From Anglophobe
This is a translation of an article by Jonathan Adiri in Ynet
The thunder from Ankara is infuriating but entirely expected, especially given the expected electoral moves for the generation that will succeed Erdogan. The real story is the NATO 3.0 vision of the Pentagon’s chief strategist, and in this game Turkey has cards that no one else has, not even Israel. These cards explain the cold logic behind the warm embrace that Turkey is receiving from Europe and the United States.
This week, the annual NATO summit will convene in Ankara, to which President Trump has pledged to come “with a bag of surprises,” as he put it. Anyone who wants to understand why Washington is embracing Ankara this week must put Israel aside for a moment. Israel is only part of the event, not the main part.
The key lies with Elbridge Colby, the Pentagon’s policy planner and author of “The Strategy of Deterrence,” in which he details the core of the American move – preventing Chinese hegemony in areas vital to the United States. On the eve of the Ankara summit, Colby tweeted: “We are racing toward NATO 3.0, in which Europe bears primary responsibility for its own conventional defense. Many said it was impossible. And here it is, disproven before our eyes. An alliance of partnership, not dependence.”
Behind the tweet stands an entire doctrine, which Secretary of War Pete Hegseth presented in a speech to the NATO forum last month. NATO, Hegseth said, had become “a paper tiger and a one-way street.” NATO 1.0 won the Cold War because it was a “tough fighting organization.” NATO 2.0 of the post-Cold War era has drifted, in his words, into gender equality, climate and security austerity: “an era of distraction, deindustrialization and demilitarization.” Now, the “NATO 3.0 Review” has been launched, a six-month review of the deployment of American forces in Europe. And then the sentence that every capital should memorize: This is a test “that some countries will fail, and others will pass with flying colors.” Who passes with flying colors? Look at Ankara’s schedule. At the end of June, the vice president of the European Commission landed there, and spoke of “a key partner in security, migration and energy.” At the same time, demonstrations in the Turkish capital were banned, waves of arrests continued, and the mayor of Istanbul, Erdogan’s main opponent, was in prison. About a week before, the Trump administration announced to Congress the sale of F110 engines worth $700 million to the Turkish KAAN fighter jet. At the same time, Turkey and Egypt completed the “Anatolian Eagle” exercise with Azerbaijan and a NATO advance warning plane. Those who still talk about “shared values” are telling themselves a story. There is only one test, the Hegseth test, and Turkey has four correct answers.
First, demographics. NATO 3.0 requires, in the crudest terms, warriors, not “flags on fancy tables.” The median age in Turkey is 34. In Germany it’s 46, in Italy it’s 48. While Europe struggles to man brigades, the 86 million Turks have a young workforce on a par with a superpower.

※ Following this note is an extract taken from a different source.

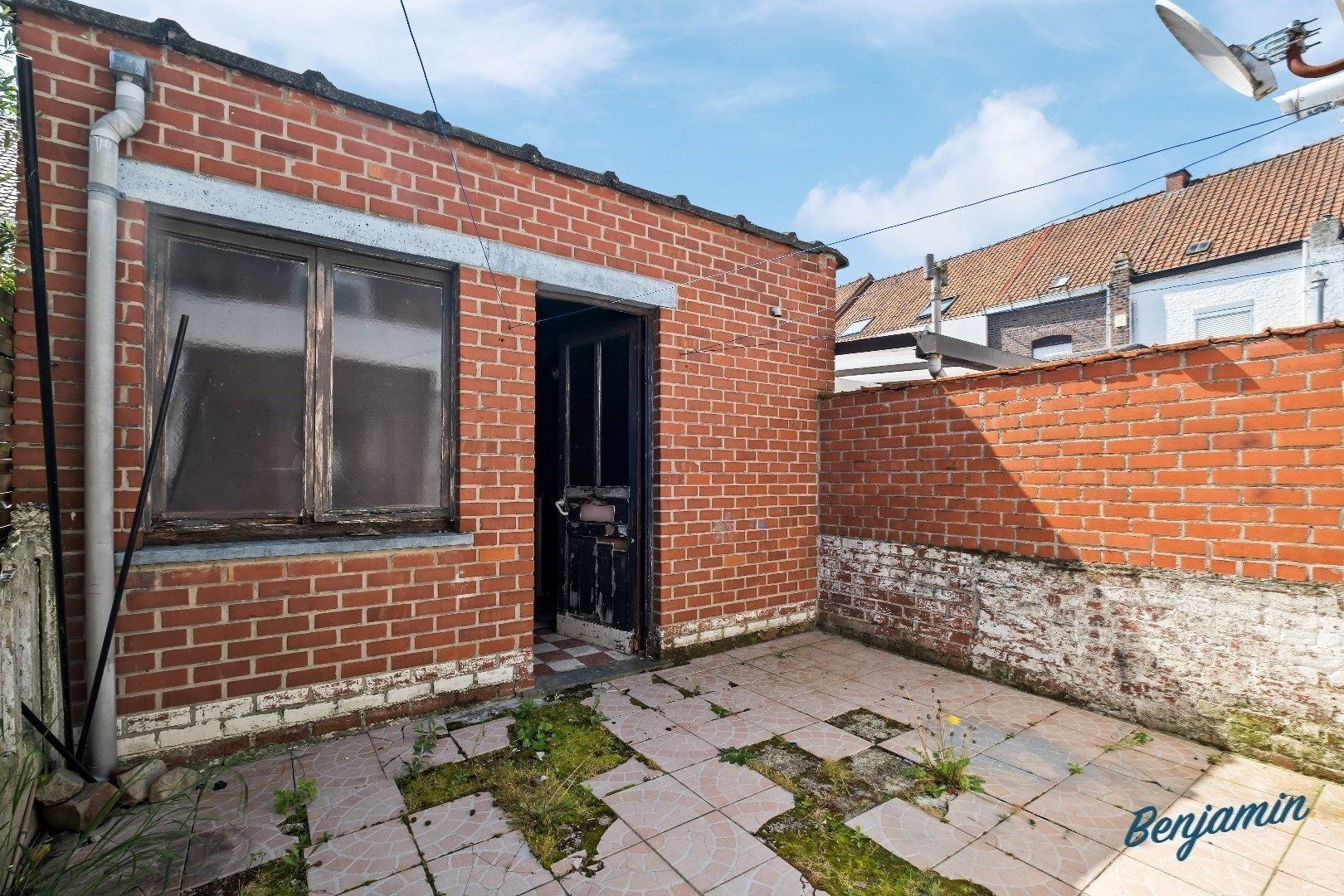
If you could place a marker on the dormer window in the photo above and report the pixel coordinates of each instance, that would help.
(855, 328)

Second, industry. The doctrine condemns “de-industrialization,” and Turkey is the complete opposite: Baykar’s drones are the world’s most proven military export product, KAAN has secured its first export customer with a deal for 48 aircraft to Indonesia, and F110 engines are already manufactured there under license. Turkey is responsible for some of the critical industrial production bases for the European economy. Third, a real army. The second largest in the alliance, with the rare asset in the West: a willingness to engage. Libya, Somalia, Syria, Karabakh – Turkish security forces are engaging in all of them, and in some of them permanent bases have even been established. Ankara was not afraid to confront Russia. Those who are willing to get their hands dirty are worth more than any speech about values. Fourth, distress that produces business. The Iran war has crushed the Turkish economy, and those who desperately need capital and investments are ready to close deals. And alongside the distress, a lever: Turkey controls the refugee tap from the East and Africa, just as Hegseth condemns Europe whose borders have “opened wide” and migration is the continent’s core problem.
Turkey’s anti-Israel incitement must be read against this background. The statements of Fidan and Erdogan are not evidence that Israel is at the center of Turkish planning. They are a combination of a sense of power, born of the American and European embrace, with an internal political calculation: Erdogan needs early elections or a constitutional amendment to run again, his camp is already preparing for the ballot, and Fidan himself is among the candidates to succeed him. In a stifled economy, a penny in Israel is the cheapest currency in the Turkish political market. Turkey, which found itself embarrassed when the foundations of its regional strategy collapsed, is demonstrating tremendous adaptability. It begins with a willingness to pay prices for the red line of using Kurdish forces in the war on Iran and ends with tailoring the moves with Trump behind the scenes against the backdrop of NATO’s collapse. The meaning for Israel is not comfortable. Against Turkey, which passes the NATO 3.0 test with flying colors, our protests will have limited weight. The way to influence American consideration is not to complain about the speeches, but to be tested by the same test itself and win it: technology, intelligence, and proven operational capability that Ankara cannot offer. Ankara is not read through Jerusalem. It is read through Washington.